Refactoring: Improving the Design of Existing Code

← Back to Stories (view on slashdot.org)

Refactoring: Improving the Design of Existing Code

Posted by Hemos on Thursday September 23, 1999 @01:55AM from the solid-advice-for-programmers dept.

SEGV has returned and is continuing his excellent set of reviews. This time around, we're looking at Martin Fowler's (with Kent Beck, John Brant, William Opdyke, and Don Roberts) Refactoring: Improving the Design of Existing Code. Click below for more details. Refactoring: Improving the Design of Existing Code author Martin Fowler with Kent Beck, John Brant, William Opdyke, pages 431 publisher Addison-Wesley rating 9/10 reviewer SEGV ISBN summary Just what the working programmer ordered: a catalogue of practical refactorings with solid advice on when and how to apply them.

Overview

This book could very well do for refactoring what the "Gang of Four" book did for design patterns. In fact, with the number of contributing authors, this might well become known as the "Gang of Five" book. (They contributed content to chapters 3 and 12 through 15.)

Organization

Refactoring leaps in feet first with an extended example. I found this to be a surprisingly effective opener: it didn't overwhelm me, and left me hungry for more. The first chapter follows a sample program through several incremental refactorings, and the reader gets the idea via osmosis.
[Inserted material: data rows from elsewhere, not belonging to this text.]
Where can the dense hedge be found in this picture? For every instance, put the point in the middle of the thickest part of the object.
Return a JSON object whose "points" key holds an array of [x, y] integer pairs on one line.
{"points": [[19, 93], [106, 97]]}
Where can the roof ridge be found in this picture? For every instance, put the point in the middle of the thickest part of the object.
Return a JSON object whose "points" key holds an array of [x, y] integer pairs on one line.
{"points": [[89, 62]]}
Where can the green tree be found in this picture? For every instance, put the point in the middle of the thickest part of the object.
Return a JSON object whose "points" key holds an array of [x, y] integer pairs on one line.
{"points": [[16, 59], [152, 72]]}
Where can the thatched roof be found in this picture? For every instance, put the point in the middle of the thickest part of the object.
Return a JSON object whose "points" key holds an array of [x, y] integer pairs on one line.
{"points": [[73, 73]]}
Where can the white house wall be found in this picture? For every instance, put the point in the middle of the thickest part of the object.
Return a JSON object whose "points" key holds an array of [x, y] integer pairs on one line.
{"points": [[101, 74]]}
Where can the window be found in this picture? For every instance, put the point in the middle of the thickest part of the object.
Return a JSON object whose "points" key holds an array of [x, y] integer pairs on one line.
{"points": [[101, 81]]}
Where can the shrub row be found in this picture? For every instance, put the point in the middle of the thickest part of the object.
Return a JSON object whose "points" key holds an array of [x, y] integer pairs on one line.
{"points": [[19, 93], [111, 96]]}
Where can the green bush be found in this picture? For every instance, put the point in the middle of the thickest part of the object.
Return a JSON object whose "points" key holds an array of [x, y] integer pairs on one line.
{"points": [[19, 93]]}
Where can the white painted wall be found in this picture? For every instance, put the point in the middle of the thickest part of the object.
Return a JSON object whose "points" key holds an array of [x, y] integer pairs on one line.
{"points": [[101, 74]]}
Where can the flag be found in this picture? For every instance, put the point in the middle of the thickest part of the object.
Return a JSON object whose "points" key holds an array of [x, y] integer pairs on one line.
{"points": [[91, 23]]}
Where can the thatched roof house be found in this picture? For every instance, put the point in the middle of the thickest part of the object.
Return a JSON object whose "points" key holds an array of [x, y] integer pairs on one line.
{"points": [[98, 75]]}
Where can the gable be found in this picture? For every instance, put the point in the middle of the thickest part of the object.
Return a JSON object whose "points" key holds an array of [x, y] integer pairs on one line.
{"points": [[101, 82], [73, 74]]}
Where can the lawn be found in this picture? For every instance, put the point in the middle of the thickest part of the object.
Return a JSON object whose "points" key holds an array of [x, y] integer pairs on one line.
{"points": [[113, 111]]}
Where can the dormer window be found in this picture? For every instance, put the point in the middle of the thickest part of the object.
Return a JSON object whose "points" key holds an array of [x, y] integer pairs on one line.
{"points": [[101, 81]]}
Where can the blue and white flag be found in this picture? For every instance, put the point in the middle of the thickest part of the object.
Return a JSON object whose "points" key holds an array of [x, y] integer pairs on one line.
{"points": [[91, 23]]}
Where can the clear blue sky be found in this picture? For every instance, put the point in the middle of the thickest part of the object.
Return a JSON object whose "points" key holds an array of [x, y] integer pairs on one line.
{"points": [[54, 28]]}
To illustrate the technique of refactoring, the first chapter presents the original code on the left page, and the resulting code on the right, with changes in bold. This presentation, coupled with explanatory text, makes it easy to see what's going on and focus on what's happening. It's as if you're looking over the author's shoulder as he edits, compiles, and tests code in his development environment.

What is Refactoring?

Now that you've done a refactoring, you might be curious to know more about what refactoring is. The next few chapters provide the relevant background.

Refactoring is what the book's subtitle suggests: changing code in in ways that preserve behaviour, but improve the way that behaviour is generated. This could be as trivial as renaming a method, or as tricky as separating domain and presentation classes.

Why go through this trouble? In the end, the code is different but it acts the same; there has been no new functionality added. Why? You do this to place yourself in a better position to add new functionality to the software. If you don't, you eventually end up with spaghetti code that is unmaintainable and will not support new functionality at all.

I think anyone who has worked on real code can appreciate the need for refactoring. In fact, most good programmers already do it, although perhaps only on a subconscious level. What this book aims to do is to raise that ad-hoc activity to a higher level of applied technique. Just as there are principles and practices in GUI design (as opposed to merely throwing widgets together randomly), there are principles and practices in refactoring activity: this book catalogues them.

Catalogue

Sandwiched between introductory and summary chapters is the meat of the book: a catalogue of over seventy refactorings. This catalogue follows in the footsteps of the highly successful Design Patterns format: Pattern Name and Classification, Intent, Also Known As, Motivation, Applicability, Structure, Participants, Collaborations, Implementation, Sample Code, Known Uses, and Related Patterns. Since the individual refactorings are less complex than patterns, this catalogue uses the format: Name, Summary, Motivation, Mechanics, and Examples.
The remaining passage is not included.